I spent Saturday at the funeral of a friend.

It is sometimes a strange thing to be a pastoral musician. I have this gift, and I know—because I’ve been told so repeatedly—how much it means to families to offer it to them in the pivotal moments of their lives. It’s an honor and a privilege to sing or play for a funeral, and when it’s the funeral of a friend or loved one, all the more.

And yet frequently the only way I can do it it is by emotionally dissociating. I’m a cryer, see. I cry over movies, books, occasionally even a particularly affecting advertisement. (Though, to keep it real, it has to be a pretty darned good one, and I have to be in the right place in my cycle.) In any case, funerals, especially in the case of an untimely death, are inherently emotional. And you can’t sing when you’re crying.

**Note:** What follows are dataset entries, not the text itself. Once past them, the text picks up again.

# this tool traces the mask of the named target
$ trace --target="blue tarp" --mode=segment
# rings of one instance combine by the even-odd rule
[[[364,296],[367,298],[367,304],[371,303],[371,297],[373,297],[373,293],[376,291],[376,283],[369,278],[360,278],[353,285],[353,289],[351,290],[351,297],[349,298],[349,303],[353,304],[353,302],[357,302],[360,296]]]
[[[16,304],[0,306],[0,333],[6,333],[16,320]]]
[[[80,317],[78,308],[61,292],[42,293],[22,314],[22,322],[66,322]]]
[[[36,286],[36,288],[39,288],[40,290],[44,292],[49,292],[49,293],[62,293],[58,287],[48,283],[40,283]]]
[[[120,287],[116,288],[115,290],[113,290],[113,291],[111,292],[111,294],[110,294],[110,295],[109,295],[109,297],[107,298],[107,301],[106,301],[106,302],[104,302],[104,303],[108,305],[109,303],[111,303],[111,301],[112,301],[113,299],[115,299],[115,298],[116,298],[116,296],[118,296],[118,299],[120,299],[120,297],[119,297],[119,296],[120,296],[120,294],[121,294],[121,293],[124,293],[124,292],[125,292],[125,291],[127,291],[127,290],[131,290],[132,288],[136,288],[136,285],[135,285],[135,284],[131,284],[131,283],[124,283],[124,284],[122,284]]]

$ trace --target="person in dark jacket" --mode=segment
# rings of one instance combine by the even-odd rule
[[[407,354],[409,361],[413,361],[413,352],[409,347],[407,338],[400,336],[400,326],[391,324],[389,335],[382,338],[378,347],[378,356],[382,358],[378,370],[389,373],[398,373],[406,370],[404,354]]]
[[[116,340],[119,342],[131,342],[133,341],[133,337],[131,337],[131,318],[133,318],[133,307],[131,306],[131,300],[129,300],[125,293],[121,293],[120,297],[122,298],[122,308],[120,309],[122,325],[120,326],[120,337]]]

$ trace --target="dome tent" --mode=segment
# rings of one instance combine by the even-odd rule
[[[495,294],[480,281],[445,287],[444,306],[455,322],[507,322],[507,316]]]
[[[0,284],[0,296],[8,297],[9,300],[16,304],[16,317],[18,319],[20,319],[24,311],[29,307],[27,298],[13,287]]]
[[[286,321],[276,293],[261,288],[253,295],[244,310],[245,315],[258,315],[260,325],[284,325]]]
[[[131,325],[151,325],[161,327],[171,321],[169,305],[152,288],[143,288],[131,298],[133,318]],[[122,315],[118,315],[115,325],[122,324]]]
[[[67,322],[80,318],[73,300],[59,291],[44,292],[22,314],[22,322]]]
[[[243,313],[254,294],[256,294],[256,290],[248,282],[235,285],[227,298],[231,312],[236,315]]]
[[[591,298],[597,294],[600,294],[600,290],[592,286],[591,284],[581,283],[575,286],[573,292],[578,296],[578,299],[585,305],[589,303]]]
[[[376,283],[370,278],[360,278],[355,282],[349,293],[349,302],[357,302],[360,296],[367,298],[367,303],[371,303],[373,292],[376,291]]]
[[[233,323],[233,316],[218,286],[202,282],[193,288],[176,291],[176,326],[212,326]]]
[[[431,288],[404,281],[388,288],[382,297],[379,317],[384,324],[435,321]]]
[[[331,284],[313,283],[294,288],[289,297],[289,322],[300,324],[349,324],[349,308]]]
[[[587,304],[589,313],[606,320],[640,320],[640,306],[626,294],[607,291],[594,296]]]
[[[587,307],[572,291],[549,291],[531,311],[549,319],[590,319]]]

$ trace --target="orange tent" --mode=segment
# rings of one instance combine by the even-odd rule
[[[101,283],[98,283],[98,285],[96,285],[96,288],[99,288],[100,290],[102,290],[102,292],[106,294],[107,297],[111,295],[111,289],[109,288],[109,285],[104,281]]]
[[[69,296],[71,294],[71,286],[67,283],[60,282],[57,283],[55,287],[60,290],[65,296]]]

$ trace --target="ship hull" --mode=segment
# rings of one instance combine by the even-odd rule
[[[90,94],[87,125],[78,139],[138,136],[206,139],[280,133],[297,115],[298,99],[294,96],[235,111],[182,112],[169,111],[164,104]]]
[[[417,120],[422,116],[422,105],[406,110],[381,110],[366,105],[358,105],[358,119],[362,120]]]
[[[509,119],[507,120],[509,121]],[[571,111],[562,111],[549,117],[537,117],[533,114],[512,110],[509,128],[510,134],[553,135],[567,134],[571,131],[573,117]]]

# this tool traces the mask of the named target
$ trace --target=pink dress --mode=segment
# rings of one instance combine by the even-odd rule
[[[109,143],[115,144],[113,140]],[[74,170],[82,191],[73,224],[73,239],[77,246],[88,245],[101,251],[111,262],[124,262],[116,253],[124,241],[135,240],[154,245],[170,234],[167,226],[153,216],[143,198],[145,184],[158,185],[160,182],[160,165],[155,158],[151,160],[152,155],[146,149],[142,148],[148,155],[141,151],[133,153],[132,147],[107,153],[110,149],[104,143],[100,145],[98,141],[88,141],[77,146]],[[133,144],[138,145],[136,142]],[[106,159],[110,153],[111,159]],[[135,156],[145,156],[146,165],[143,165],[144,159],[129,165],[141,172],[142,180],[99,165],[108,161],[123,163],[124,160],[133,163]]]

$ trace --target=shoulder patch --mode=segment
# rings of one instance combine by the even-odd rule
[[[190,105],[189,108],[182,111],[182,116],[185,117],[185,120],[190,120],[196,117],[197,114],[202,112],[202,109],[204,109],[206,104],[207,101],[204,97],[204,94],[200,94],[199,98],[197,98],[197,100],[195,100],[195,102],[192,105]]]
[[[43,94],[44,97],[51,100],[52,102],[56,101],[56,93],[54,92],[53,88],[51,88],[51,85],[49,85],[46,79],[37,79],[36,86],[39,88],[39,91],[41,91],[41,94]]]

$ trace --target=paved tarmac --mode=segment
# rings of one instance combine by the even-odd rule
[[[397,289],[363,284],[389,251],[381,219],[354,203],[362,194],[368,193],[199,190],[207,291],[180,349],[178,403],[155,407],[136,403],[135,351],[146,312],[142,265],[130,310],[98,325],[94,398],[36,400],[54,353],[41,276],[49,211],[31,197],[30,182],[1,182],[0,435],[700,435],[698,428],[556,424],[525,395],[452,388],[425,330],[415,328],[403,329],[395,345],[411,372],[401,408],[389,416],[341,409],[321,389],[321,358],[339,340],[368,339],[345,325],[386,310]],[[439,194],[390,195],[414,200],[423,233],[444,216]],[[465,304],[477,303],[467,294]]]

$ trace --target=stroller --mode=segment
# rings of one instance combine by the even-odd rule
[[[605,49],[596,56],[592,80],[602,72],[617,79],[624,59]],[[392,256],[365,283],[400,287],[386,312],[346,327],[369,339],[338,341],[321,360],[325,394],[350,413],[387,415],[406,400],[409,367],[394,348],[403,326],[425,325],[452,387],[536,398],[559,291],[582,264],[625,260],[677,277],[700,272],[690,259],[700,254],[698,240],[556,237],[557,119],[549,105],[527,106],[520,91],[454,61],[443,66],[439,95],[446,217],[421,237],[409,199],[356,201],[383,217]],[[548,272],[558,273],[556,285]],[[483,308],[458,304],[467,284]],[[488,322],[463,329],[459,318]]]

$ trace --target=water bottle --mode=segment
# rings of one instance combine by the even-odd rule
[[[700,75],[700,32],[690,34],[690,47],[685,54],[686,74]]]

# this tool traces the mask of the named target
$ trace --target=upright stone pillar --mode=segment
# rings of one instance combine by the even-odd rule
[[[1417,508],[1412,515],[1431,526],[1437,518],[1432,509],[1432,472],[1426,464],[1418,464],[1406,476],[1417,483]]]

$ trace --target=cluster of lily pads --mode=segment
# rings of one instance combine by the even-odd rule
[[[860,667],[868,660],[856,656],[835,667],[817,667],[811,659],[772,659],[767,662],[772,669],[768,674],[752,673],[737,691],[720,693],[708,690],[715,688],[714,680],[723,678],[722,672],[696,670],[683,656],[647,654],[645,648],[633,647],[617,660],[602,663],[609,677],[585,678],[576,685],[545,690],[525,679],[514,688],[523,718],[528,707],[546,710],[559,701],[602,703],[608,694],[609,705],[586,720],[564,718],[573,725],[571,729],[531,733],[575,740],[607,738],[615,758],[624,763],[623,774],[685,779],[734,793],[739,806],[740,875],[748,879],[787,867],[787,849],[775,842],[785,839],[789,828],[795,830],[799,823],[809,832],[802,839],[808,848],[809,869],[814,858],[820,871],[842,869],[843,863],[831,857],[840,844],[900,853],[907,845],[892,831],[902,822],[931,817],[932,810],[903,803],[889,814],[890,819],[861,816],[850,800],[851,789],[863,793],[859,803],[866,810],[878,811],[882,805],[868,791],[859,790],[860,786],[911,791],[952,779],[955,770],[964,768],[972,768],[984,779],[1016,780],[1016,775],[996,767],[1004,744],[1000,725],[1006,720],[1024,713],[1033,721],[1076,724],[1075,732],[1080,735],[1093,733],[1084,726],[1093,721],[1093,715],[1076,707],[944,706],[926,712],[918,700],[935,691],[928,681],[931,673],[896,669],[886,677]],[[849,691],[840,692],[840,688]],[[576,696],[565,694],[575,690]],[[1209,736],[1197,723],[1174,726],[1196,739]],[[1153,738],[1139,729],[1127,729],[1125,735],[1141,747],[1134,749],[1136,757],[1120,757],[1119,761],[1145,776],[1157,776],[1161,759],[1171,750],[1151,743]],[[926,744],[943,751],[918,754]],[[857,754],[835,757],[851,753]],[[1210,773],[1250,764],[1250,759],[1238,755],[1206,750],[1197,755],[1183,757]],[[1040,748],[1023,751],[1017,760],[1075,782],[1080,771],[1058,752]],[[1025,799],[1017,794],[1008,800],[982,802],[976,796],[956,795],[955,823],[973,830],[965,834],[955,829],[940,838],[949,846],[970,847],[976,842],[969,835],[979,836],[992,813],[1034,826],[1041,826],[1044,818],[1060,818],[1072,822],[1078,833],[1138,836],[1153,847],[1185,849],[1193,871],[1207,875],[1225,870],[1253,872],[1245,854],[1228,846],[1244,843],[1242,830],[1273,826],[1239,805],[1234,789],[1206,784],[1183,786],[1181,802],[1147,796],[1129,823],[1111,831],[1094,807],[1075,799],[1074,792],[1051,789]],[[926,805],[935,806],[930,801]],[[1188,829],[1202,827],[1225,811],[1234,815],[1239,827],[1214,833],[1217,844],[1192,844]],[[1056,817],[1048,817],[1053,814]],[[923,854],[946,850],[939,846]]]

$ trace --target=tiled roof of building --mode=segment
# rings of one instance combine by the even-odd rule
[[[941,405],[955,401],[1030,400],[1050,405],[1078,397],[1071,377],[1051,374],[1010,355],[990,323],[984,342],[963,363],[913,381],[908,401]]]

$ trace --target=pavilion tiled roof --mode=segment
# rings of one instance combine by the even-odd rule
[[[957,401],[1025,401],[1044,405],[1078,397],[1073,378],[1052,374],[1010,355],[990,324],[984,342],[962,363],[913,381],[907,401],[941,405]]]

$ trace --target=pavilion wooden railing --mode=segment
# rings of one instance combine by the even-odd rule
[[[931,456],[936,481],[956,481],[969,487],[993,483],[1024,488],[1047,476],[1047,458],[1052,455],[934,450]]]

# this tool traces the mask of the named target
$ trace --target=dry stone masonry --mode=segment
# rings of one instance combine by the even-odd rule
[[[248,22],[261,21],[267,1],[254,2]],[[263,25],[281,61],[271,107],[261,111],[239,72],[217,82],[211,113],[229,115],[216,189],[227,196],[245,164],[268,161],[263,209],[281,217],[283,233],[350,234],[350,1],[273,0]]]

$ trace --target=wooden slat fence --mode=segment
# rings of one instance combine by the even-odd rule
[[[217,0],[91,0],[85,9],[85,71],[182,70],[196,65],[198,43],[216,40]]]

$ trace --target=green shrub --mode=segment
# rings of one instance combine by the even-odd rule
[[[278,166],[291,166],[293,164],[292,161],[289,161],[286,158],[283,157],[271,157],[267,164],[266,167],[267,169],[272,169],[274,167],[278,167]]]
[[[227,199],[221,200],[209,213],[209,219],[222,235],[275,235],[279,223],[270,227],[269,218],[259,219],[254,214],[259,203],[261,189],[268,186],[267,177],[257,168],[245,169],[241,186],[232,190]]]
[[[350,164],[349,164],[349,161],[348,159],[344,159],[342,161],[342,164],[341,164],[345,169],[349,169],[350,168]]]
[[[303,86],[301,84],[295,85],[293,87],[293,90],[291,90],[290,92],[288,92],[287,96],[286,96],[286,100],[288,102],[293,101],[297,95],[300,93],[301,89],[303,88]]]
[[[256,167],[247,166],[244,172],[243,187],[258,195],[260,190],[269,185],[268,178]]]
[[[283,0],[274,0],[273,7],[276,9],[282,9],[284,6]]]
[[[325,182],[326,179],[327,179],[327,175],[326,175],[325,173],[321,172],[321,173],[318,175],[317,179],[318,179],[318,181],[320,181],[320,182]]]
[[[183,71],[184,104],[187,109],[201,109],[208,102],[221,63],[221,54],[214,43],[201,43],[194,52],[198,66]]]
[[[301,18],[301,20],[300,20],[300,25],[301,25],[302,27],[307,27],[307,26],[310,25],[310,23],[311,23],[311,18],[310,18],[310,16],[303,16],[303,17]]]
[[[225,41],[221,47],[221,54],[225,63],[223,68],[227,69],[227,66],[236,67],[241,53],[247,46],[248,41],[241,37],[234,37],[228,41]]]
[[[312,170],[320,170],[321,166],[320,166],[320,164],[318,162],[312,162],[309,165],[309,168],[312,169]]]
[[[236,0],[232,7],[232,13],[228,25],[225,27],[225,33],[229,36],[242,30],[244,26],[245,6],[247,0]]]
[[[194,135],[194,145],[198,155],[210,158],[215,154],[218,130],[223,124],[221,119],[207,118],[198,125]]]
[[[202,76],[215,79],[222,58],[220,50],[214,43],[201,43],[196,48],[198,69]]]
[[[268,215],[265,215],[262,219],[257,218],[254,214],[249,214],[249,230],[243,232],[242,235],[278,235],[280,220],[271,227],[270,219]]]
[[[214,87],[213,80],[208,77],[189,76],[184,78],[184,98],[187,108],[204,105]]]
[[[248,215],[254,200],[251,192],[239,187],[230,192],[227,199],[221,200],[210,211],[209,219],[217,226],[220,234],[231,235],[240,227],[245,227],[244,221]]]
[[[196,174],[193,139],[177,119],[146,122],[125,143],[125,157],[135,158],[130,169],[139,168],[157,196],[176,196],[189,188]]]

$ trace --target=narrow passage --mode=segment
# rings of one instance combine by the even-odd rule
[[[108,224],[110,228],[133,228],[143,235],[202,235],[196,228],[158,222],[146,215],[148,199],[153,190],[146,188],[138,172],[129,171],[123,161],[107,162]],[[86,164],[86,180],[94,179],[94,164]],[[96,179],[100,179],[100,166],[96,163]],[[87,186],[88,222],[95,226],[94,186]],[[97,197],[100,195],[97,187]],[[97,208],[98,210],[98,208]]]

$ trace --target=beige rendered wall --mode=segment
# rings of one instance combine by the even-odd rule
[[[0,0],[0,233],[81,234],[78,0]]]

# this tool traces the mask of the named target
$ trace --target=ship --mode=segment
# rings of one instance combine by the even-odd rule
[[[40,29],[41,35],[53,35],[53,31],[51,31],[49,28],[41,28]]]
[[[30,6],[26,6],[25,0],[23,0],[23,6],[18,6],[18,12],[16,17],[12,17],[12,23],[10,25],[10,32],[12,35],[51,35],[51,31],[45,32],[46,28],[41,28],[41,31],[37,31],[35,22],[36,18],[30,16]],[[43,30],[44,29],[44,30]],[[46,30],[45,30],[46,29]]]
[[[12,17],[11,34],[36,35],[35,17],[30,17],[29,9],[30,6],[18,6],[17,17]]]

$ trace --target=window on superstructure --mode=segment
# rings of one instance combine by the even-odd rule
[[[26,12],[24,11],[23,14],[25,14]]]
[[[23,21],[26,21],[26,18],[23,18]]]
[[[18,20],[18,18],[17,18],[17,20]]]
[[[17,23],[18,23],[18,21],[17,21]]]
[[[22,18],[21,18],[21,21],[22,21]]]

This woman is the third of my peers to pass away in the last few years. When I got the news, my first reaction was to reach out to my college roommate, through whom I met her. The stupid thing is that my roommate and I live an hour and a half away from each other and routinely pass through each other’s towns, and we haven’t seen each other in, I don’t know. Years. I thought of her often but always forgot to email when I got back to the computer. There were books and songs and blog posts to write, kids to chauffeur and phone calls to return.

We started playing catchup by email and soon progressed to plotting a camping trip. As the signals shot back and forth, I shook my head, smiling as I thought that our mutual friend must be up in Heaven smiling at the way her passing had managed to reconnect two people who have loved each other since we first started practicing across the alcove from each other.

The pianist and I had already started playing when my friend and her family arrived at the church on Saturday, so I could only wave hello. At the Sign of Peace I went over to hug her and it was a shock to my system, how familiar was the feel of love and belonging that sprang from that embrace. It was like no time had passed at all, even though since we saw each other last we’ve both sprouted gray hairs and miniature wrinkles around the eyes.

Everything about that funeral was beautiful. The sanctuary, the acoustics, the music, the people, the family, the love. But most beautiful of all, for me, was spending a few hours with someone who used to be my best friend, and, I discovered, still is. I’ve always said I only have one close friend at a time. I can name them in consecutive order, starting with elementary school.

It is a beautiful thing to realize I’m wrong.